Running into this as well. First thinking that my webhooks may be too slow, and I need transactions on my database. Then I saw the events coming in the “wrong” order. Unfortunately, the created field resolution is too low to use it as a workaround. I’m afraid of running into usage limits some day when fetching data from stripe on every event to receive the newest data.

I’m guessing the best solution is to store the created timestamp and only update if the new event happened after the last event.

In some of my tests, multiple webhooks for a resource have come through with the same created value. That seems not unlikely, since the field is relatively low resolution at whole seconds.

For now I’ve settled on treating webhooks as a signal to retrieve, using Redlock to ensure no single resource has parallel retrieve operations happening.

The workaround that has worked for me without problems so far is to use a create op for customer.subscription.created, and upsert for customer.subscription.updated.

I have a unique key constraint on the Stripe subscription ID in my database. If creating a new record in response to customer.subscription.created fails with a unique key constraint error, I just ignore it. I know the initial record could only have been created in response to a customer.subscription.updated event.

It’s not an ideal solution, but it’s the best I could come up with. I’m watching this space for a better solution!
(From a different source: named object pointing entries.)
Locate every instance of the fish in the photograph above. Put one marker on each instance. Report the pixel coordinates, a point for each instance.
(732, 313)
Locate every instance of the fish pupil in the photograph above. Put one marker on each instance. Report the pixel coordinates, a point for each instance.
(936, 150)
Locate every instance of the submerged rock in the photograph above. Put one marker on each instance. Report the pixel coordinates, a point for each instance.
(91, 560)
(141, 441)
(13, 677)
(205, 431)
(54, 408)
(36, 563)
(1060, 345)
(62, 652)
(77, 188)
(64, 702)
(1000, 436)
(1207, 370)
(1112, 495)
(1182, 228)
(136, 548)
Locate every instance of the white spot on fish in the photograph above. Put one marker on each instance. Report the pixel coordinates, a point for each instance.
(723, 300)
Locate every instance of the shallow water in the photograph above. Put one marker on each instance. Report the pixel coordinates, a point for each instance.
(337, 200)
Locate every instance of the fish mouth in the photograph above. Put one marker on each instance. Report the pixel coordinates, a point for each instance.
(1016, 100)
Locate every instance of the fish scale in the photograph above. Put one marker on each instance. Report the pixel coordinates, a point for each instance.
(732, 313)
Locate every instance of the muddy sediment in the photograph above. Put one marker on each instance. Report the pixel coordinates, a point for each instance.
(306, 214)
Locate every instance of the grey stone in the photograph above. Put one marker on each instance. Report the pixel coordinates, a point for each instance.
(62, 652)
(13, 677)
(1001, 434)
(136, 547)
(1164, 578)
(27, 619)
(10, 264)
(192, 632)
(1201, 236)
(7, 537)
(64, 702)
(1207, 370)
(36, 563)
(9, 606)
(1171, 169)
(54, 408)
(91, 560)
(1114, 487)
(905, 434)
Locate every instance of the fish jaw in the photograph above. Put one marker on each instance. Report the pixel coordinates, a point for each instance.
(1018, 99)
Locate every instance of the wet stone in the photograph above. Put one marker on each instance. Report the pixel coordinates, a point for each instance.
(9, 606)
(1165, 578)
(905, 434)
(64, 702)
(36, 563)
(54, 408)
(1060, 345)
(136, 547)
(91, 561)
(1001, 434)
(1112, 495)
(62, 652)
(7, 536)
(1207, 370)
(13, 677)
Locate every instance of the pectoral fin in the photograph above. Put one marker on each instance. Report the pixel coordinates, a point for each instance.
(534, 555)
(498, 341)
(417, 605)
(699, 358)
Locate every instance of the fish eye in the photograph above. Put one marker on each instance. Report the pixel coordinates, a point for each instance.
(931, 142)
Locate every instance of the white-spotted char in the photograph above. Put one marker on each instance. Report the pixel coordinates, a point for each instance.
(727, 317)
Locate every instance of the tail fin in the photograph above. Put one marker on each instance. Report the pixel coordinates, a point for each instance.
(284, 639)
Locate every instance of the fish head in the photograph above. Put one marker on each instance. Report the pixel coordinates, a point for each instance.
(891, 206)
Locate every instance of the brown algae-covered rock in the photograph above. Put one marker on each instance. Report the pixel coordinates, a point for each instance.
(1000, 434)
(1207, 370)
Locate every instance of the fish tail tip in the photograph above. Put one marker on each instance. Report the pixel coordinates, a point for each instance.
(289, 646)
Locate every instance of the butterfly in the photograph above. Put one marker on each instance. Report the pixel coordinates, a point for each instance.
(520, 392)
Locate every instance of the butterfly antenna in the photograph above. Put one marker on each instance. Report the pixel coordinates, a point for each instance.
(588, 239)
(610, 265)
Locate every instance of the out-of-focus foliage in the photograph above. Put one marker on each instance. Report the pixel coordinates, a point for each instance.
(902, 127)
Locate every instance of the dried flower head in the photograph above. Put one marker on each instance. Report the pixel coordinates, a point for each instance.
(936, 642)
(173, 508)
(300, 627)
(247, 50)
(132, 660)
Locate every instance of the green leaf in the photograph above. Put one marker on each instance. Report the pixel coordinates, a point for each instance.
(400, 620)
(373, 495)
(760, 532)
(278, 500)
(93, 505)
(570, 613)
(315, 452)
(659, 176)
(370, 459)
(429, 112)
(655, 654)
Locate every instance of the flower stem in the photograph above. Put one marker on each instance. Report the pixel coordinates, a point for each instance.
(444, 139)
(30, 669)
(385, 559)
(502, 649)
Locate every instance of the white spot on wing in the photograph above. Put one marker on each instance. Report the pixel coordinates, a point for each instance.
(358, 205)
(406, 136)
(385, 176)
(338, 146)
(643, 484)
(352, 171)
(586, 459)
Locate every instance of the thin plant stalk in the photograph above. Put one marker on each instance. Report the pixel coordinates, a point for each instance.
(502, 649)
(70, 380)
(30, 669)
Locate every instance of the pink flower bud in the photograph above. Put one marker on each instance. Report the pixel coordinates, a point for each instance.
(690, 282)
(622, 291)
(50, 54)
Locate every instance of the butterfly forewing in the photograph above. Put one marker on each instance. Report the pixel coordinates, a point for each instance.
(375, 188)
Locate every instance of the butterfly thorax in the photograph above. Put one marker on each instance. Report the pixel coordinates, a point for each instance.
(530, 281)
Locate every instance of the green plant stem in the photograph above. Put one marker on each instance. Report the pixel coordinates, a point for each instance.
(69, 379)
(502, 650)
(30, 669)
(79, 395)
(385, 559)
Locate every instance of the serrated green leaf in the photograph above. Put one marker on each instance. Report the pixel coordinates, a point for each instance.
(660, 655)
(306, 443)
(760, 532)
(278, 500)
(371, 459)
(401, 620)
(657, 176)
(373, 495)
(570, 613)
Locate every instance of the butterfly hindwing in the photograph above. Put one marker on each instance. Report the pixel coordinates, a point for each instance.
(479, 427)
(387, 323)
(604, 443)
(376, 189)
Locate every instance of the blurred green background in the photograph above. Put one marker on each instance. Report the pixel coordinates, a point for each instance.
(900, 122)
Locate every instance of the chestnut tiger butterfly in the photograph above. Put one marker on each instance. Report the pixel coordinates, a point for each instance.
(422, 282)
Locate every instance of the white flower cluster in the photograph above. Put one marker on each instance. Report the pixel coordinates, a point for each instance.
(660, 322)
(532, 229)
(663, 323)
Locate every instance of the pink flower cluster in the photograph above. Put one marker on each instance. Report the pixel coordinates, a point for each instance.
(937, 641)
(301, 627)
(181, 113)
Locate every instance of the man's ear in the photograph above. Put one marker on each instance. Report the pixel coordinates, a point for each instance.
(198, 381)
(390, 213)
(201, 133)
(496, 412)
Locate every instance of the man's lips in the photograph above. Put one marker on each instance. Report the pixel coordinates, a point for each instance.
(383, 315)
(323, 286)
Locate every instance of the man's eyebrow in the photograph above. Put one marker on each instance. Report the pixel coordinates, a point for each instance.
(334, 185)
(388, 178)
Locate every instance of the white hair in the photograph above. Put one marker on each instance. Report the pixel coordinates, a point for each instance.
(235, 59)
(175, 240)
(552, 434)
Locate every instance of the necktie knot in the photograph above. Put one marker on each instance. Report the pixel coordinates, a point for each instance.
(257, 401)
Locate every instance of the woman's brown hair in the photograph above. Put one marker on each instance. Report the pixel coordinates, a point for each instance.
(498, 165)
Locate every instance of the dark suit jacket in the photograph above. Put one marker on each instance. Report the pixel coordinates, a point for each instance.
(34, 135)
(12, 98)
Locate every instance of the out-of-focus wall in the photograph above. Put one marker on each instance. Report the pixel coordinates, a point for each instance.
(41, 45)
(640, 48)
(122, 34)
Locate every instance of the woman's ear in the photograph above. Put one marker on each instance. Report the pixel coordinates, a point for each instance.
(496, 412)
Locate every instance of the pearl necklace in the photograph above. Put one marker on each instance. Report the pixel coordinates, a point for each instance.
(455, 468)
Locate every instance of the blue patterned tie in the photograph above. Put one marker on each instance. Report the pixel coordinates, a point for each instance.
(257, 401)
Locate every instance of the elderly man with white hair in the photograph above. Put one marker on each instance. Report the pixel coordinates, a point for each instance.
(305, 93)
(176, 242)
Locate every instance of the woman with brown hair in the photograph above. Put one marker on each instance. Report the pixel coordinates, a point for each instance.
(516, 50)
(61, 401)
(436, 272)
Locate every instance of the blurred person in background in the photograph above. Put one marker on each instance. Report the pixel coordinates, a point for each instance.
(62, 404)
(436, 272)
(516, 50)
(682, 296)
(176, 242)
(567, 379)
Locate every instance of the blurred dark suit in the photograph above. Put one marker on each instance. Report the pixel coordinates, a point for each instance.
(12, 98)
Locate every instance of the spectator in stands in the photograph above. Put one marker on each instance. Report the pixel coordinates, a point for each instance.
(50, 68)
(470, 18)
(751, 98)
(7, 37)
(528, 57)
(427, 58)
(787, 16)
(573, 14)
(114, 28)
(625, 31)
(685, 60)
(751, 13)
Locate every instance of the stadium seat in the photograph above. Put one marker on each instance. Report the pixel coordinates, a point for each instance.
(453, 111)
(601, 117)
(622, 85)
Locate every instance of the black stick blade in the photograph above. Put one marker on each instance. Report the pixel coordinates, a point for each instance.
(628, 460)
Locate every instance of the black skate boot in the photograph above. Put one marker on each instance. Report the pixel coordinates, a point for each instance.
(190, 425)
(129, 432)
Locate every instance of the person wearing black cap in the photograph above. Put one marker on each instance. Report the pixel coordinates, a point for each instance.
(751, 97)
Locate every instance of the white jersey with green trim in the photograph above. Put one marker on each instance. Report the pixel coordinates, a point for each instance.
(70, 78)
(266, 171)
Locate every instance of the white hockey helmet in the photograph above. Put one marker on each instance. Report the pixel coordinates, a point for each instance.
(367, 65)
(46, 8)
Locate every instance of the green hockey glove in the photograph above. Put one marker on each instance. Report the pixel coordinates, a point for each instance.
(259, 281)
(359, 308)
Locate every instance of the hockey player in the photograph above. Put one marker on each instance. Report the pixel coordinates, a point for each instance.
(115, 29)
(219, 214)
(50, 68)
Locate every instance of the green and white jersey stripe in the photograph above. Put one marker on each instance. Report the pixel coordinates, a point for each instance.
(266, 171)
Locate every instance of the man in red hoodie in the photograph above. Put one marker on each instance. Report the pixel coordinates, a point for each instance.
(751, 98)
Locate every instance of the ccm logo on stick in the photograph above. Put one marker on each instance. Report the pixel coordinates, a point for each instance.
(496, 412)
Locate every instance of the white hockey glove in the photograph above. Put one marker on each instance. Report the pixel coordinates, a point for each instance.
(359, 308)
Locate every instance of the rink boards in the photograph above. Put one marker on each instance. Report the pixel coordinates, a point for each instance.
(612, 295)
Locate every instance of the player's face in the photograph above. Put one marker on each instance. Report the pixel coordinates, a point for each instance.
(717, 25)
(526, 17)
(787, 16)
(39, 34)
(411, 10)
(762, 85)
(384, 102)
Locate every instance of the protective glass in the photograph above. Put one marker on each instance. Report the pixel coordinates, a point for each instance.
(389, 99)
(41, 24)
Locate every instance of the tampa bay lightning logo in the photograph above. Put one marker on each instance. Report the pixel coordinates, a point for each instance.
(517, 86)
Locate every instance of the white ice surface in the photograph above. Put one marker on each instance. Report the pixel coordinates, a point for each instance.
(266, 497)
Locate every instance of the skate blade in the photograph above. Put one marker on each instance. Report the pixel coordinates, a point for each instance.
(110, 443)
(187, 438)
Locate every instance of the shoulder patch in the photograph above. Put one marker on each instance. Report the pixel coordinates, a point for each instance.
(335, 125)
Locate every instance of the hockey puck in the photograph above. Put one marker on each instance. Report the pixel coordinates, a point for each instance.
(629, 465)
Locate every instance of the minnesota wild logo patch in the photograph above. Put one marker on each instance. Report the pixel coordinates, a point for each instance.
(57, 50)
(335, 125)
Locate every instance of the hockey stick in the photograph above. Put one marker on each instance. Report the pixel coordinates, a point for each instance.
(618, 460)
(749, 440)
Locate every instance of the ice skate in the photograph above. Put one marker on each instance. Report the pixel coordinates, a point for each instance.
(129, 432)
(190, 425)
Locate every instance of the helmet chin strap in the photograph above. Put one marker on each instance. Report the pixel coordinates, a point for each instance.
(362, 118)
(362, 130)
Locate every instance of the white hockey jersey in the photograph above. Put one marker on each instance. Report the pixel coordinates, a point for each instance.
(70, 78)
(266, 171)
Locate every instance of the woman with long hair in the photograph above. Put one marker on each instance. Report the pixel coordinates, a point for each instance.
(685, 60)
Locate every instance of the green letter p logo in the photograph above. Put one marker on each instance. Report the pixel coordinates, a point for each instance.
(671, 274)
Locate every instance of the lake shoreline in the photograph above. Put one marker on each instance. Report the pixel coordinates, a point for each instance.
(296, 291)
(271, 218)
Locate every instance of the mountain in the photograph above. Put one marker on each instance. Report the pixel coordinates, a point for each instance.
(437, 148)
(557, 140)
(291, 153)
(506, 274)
Here’s the high-level TypeScript code:

const stripeWebhookEventHandlers: Records<
  (e: Stripe.Event) => void | Promise<void>
> = {
  'customer.subscription.created': handleSubscriptionEvent(async event => {
    // Stripe doesn't guarantee the order in which webhooks are called, which
    // means we may receive the `.create` event AFTTER receiving the `.update`
    // event once the subscription is activated. We don't want to accidentally
    // overwrite the subscription with an outdated event. that's why we'll use
    // a `create` operation here, while using `upsert` elsewhere.
    try {
      await syncSubscriptionViaWebhook(event.data.object, 'create')
    } catch (error) {
      // if it's a unique key constraint error, it means we've already created
      // the subscription via a more up-to-date (but out-of-order) event
      if (isPrismaError(error, PrismaError.UniqueKeyConstraint)) {
        return
      }

      throw error
    }
  }),

  'customer.subscription.updated': handleSubscriptionEvent(async event => {
    await syncSubscriptionViaWebhook(event.data.object, 'upsert')
  }),

  'customer.subscription.deleted': handleSubscriptionEvent(async event => {
    await syncSubscriptionViaWebhook(event.data.object, 'upsert')
  }),
}

I think this was a little miss leading as well but each event object contains a created timestamp. Checking the events it seems like this created filed is accurate. @tomer-stripe can you confirm this?

I’m guessing the best solution is to store the created timestamp and only update if the new event happened after the last event. This can be a simple upsert style update which a check on this column if you’re using traditional db like postgres.

calling retrieve is probably the simplest solution though.